Humoral immune responses were boosted after NC99 virus challenge and TIV vaccination prevented the formation of GC B cells and TRM in the lungs after infection. (A,C,E) On day 26 serum were collected from individual mice and diluted 1/100 to perform ELISAs. Total IgG antibody titers against full length H1 NC99, H3 HK68 Has, and NP PR8 were analyzed. (B,D) HAI titers against H1N1 NC99 and H3N2 X31 viruses were also measured. Dotted line represents the limit of detection in the HAI assay. (F) Lung resident CD8+ T cells (CD3+, CD8+, CD44+, CD69+, CD103+ cells) were analyzed from lungs collected about 4 weeks after the first challenge (Day 27). Circulating immune cells were excluded by i.v. CD45 labeling. n = 5 mice/group. (G) Germinal center B cells are a hallmark of iBALT formation. Thus, lungs were harvested on Day 24 and CD3–, IgM–, B220+, Fas+, GL7+ cells were quantified through flow cytometry. n = 5 mice/group. (H) Germinal center B cells were also analyzed in lymph nodes. From the same mice used to harvest lungs, mediastinal lymph nodes were collected and pooled per group. Pooled samples were analyzed by flow cytometry and percentages of GC B cells were plotted. All bars represent means and symbols represent an individual mouse. *p < 0.05, **p < 0.01, ***p < 0.001, ****p < 0.0001, ns = not significant.

Figure 6

Protection against lethal X31 H3N2 virus challenge is observed in mice with pre-existing immunity provided by vaccination and infection. (A) 4 weeks after the first challenge (Day 28), all groups received a second challenge with a lethal dose of X-31 H3N2. The body weighs of mice were monitored for 14 days. Animals that lost more than 25% body weight (dotted line) were euthanized for humane reasons. Each symbol represents the mean body weight per group. Error bars represent SD. The number of mice that died over total number of mice per group is shown next to each symbol. (B) 5 days post X-31 challenge (Day 35), lungs were collected to quantify viral titers. Individual symbol is an individual mouse, bars represent means and dotted line represents the limit of detection (480 PFU/lung). (C) Body weights from each group were monitored for 14 days after in vitro-in vivo neutralization assay was performed.

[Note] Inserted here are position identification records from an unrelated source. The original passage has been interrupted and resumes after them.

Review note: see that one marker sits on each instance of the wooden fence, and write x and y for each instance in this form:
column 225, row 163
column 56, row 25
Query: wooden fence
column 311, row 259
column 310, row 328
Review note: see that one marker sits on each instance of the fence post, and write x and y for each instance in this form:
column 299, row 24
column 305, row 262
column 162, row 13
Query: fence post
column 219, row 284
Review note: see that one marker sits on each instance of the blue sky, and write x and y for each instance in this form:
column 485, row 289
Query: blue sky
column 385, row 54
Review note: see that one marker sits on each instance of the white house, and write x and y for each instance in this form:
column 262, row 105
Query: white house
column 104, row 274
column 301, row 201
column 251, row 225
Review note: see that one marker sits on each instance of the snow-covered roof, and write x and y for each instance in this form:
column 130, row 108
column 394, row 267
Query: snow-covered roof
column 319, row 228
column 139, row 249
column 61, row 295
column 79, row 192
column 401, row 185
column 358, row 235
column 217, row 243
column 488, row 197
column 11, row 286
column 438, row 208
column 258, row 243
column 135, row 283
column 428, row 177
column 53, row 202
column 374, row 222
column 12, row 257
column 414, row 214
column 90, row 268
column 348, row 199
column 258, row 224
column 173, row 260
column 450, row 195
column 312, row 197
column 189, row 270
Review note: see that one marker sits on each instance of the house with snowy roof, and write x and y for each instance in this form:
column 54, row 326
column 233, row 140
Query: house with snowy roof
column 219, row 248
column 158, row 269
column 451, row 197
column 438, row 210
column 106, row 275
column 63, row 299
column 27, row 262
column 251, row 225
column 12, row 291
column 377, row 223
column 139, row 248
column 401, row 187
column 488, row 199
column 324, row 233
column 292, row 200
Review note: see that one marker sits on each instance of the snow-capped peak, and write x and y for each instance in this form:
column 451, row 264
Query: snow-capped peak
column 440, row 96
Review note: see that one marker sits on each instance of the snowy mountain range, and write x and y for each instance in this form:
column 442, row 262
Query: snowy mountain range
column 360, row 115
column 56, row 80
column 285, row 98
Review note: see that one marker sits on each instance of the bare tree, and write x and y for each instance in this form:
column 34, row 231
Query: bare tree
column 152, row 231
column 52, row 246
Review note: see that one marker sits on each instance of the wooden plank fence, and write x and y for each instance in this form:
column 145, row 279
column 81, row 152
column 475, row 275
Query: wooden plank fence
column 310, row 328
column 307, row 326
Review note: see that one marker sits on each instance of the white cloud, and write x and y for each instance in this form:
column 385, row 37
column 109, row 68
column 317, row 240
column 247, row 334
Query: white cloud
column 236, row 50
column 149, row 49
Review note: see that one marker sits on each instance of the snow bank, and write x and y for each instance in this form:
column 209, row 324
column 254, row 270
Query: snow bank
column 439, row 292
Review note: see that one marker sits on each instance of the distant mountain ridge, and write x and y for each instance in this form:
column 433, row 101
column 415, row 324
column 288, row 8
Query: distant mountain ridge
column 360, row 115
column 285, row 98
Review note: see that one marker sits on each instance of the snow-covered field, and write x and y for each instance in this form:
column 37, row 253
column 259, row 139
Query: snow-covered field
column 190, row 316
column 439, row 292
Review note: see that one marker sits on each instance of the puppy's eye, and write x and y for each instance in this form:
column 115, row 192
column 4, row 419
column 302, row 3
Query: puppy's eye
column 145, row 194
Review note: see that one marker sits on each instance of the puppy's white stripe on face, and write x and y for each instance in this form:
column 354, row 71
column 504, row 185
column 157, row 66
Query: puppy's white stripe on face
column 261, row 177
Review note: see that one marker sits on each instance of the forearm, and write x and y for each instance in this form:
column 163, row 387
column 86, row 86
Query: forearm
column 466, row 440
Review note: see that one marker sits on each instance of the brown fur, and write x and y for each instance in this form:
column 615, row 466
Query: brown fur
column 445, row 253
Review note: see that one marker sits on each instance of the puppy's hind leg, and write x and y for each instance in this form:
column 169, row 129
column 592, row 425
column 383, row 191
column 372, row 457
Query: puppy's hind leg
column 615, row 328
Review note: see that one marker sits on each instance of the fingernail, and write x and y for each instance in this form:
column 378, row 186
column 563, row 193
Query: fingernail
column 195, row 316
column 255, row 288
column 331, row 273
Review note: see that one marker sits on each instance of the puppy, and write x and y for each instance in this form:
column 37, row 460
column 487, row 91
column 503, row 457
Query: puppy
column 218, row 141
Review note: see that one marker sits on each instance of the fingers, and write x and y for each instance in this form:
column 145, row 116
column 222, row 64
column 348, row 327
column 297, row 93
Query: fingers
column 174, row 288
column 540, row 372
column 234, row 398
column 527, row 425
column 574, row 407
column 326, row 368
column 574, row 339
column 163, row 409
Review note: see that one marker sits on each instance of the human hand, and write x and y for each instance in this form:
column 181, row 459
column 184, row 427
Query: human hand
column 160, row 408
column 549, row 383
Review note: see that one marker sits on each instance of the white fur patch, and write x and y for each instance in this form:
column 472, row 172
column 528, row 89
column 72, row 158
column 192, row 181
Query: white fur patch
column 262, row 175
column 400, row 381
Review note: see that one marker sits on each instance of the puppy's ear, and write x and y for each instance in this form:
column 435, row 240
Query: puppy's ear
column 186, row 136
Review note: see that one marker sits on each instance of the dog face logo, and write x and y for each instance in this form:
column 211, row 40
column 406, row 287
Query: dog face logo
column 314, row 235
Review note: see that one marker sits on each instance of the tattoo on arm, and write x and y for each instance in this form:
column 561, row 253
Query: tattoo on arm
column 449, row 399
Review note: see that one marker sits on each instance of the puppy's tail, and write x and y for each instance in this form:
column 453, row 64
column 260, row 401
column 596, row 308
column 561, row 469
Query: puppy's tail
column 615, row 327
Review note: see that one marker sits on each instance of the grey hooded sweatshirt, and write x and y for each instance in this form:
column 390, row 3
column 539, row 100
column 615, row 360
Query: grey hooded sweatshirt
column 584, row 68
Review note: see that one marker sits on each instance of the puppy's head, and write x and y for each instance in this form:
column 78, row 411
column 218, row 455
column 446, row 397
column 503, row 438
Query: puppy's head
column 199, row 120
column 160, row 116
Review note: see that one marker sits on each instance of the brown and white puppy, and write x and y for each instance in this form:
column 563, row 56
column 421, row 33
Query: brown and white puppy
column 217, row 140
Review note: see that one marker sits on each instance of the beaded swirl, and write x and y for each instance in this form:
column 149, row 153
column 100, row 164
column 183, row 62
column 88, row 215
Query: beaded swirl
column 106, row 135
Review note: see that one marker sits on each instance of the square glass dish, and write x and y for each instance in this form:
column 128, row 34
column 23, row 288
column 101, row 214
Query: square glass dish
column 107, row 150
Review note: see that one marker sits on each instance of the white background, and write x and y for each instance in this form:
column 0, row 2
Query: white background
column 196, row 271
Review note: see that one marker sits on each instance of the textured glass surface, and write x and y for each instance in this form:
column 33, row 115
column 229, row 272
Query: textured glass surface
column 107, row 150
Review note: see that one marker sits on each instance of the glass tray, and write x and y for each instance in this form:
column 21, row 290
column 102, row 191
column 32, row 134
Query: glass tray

Naïve mice received the same lethal dose of H3N2 X-31 virus after in vitro incubation of virus with different groups of pooled sera for 1 h at 37°C. Each symbol represents the mean body weight of naïve mice that received pooled sera from specific groups. Animals that lost more than 25% body weight (dotted line) were euthanized for humane reasons. The number of mice that died over total number of mice per group is shown next to each group name. *p < 0.05, **p < 0.01, ns = not significant.